Analyzing the collected data, the research team found that most participants had only moderate levels of either psychopathic traits or adaptive traits. Interestingly, the group with the highest psychopathic traits also had the highest level of adaptive traits, which could help reduce the external expression of psychopathic behaviors.
Those with high levels of psychopathic traits agree with statements such as “Feeling sorry for others is a sign of weakness,” “Sometimes I lie simply because I enjoy it,” and “When I’m upset, I often act without thinking.” Those with high levels of adaptive psychopathic traits, on the other hand, agree with statements such as “People often follow my lead,” “I rarely worry,” and “I can effortlessly mingle with any group.”
The study supports previous research on gender differences in psychopathy, where males have a higher proportion of psychopathic traits. However, the study suggests that the psychopathic personality operates similarly in both genders, despite differences in scores.
Additionally, the data revealed that those who demonstrate more adaptive traits tend to have higher levels of long-lasting happiness, life satisfaction, self-esteem, and lower levels of fluctuating happiness. On the other hand, people with lower levels of adaptive traits tend to have lower levels of well-being, regardless of their psychopathic traits.
The study suggests that low well-being may not be solely attributed to high levels of psychopathic traits but rather a lack of adaptive traits commonly found in people with high psychopathic traits. Thus, high levels of psychopathic traits do not necessarily lead to adverse outcomes as long as they are balanced with similar levels of adaptive traits.
The current study has some limitations that need to be taken into consideration. Firstly, the study solely explored favorable results and did not address the unfavorable facets of psychopathy. It is uncertain how individuals with elevated adaptive and psychopathic traits would manifest negative attributes. Secondly, the sample group was very uniform, consisting primarily of young female university students who provided self-reported information. Lastly, the study’s approach was cross-sectional and focused on average differences.

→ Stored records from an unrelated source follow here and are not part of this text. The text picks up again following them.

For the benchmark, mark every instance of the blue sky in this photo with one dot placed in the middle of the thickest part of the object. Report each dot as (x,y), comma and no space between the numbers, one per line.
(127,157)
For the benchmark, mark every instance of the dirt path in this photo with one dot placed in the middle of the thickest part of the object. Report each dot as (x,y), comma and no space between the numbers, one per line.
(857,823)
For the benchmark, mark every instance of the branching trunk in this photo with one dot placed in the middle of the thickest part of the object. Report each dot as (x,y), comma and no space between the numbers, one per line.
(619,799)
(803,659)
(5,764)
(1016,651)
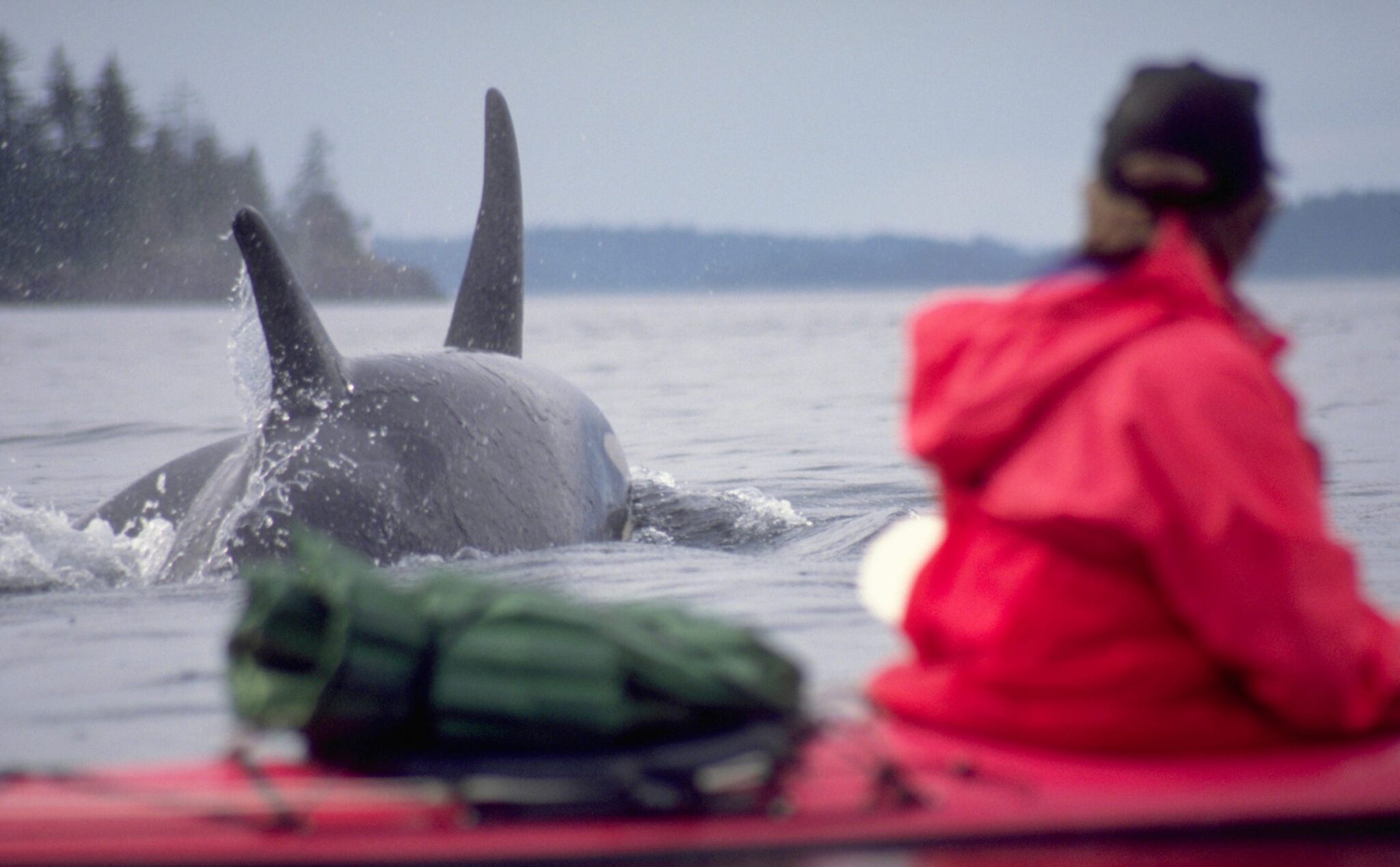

This research investigated the connection between adaptive and psychopathic traits and their impact on well-being. Results showed that those with high levels of adaptive traits had higher levels of well-being, regardless of their psychopathic trait level. The research team concluded, “Our results highlight the importance of measuring adaptive traits and psychopathic traits independently from one another due to the impact of adaptive traits on the relationship between well-being and psychopathic traits. Future studies should focus on negative characteristics and outcomes to determine if adaptive traits can also protect highly psychopathic individuals from negative outcomes commonly observed in highly psychopathic individuals.”
The study, “The relationship between psychopathic personality, well-being, and adaptive traits in undergraduates“, was authored by Guillaume Durand and Jill Lobbestael.